- As a participant at a conference involving about 400 prominent social and political figures, Chandran Nair, who runs independent think tank the Global Institute for Tomorrow, called on the local news media to dedicate their front pages to the declaration of a ceasefire that may allow for peaceful leadership to emerge
Hong Kong apparently had its first peace conference at the weekend, with about 400 prominent social and political figures meeting to figure a way out for the city.
One of the participants, Chandran Nair, who runs independent think tank the Global Institute for Tomorrow, has the following idea. I will leave it to local news media bosses to decide whether to take it up.
"We, the media, must recognise our power and responsibility and use it to help move our city forward. We have the power to chart the course for our city.
"I want to call on all newspapers to dedicate their front page for three days to the declaration of a ceasefire. We must cast aside our desire to generate headlines or chase advertising money and accept that what is happening now is bigger than that.
"After five months, many may have thought Hong Kong's current unrest would have been resolved in some way. However, particularly in the last week, we have only seen a rapid approach to the point of no return with the continued escalation of violence.
"We must realise that there needs to be a retreat, as the intensifying spiral of violence and destruction will only lead to a loss of human life that few in Hong Kong have ever seen.
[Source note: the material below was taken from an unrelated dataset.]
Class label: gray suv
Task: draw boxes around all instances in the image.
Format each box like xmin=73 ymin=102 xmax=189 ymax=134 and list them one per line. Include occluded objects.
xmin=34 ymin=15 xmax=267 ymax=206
This violence hardens positions and the resolve of each side to prevail at any cost, stokes the flames of hate and mistrust and prevents us from seeking solutions.
"It is clear that the movement has won the argument and made their point clear. Change must come. There has been too much talk about leaderless movement. Call for peace, show goodwill, make some concessions now and 'leaders' will come forth.
"A ceasefire would allow for the movement to seize their opportunity and take the first steps to ensuring that their success is a collective one. Of course, a ceasefire is not a cure-all for the divisions in Hong Kong, but it would let everyone take a step back, breathe and think about what we really want for our city.
"After this, we must create a space to come together, be willing to change and appeal to one another's humanity.
"Time will allow for peaceful leadership to emerge and let the seeds of a movement built on finding our commonalities to flourish. The road to peace will be a slow, incremental and painful. But we need to get on that road or Hong Kong will be lost."